Jamal speaks to these kids knowing exactly where they are coming from. They are just trying to survive a world that is falling down around them. “Some of these kids have brothers and sisters who were murdered, fathers and mothers on drugs. Some never even knew their parents and are growing up in a bad community witnessing a whole bunch of different things,” explains Jamal. “The brain can be sculpted any type of way. These situations in neighborhoods – what kids see – it affects how they interpret life and how they want to live it.” Acquiring a gun in such a scenario might make them feel safer. Jamal’s message is that owning a weapon never ends well.
“I tell them there’s always a way out. I tell them to pay attention in school, to graduate on time, to ignore the cool kids with the Jordans,” says Jamal. “Trying to get those shoes is a gateway to everything else that’s negative in the world – stealing, selling drugs. It’s hard for them to see the pros when there are so many cons in their world. This is my perspective on how we can help the world.”
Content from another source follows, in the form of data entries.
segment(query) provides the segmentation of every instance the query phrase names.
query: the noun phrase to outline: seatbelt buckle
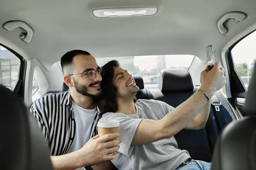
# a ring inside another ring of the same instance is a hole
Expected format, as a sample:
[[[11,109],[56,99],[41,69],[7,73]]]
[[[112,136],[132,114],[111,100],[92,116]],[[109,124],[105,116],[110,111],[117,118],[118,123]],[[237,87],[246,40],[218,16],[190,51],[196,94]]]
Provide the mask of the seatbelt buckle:
[[[215,108],[215,110],[216,111],[220,111],[220,106],[221,106],[221,105],[222,105],[222,104],[221,103],[221,102],[220,102],[219,103],[212,102],[212,105],[213,106],[214,106],[214,107]]]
Jamal now gets letters from kids telling him how he has righted their course. “Mike Texada put one on his wall,” says Jamal, beaming. It’s clear that Texada’s approval means everything to him. Yet it has to be earned, and Jamal is currently working furiously to win it back. He was recently busted on a weapon possession charge, so Texada suspended him from his advocacy role until he pulls himself back together. “I have a lot of love, but it is tough love,” says Texada. “I don’t have sympathy when you make mistakes that you know better than to make. I want him to man up and take responsibility.” But the “love” part is that Texada has gone to a couple of court sessions with Jamal to advocate for him.
By reaching victims of gun violence and other crimes in the early days after injury, the UCSF Wraparound Project has reduced recurrence by 70%.
Having had setbacks of his own, Texada sees this as the rough terrain Jamal must get through to become an adult. There’s no easy way out of the cycle of violence. The pictures on Texada’s wall – a mosaic of faces – tell that story all too well. Some of those faces have the doughy look of middle school, others have the finer chisel of young men in their twenties. Nearly all are boys and men of color. Texada can swivel around in his desk chair and name each of them – where they are, what they are up to. “I still talk to this guy,” he says, pointing to a picture of fifth-graders around a craft table. “He’s in jail for attempted murder; his brother was murdered yesterday. This guy just got out for attempted murder,” he continues. “He’s got a job right now. Just had a new baby. And this young man just did a rap song that went viral. He’s going to start making some money.” All told, their stories trace the arc of Texada’s career, from his early work as a school site mentor, intervening with troubled kids for an antiviolence group called Brothers Against Guns, to his current position at Wraparound.
“Yeah, I had some of these guys in grammar school. Now I see them coming through the trauma bay,” says Texada, with a wince. He has spent seven years making sure Jamal’s story is a long and positive one.
“There have been times when I’ve strayed away from this program, times I might have started things that I didn’t finish,” says Jamal. “But I always come back. The door never closes.”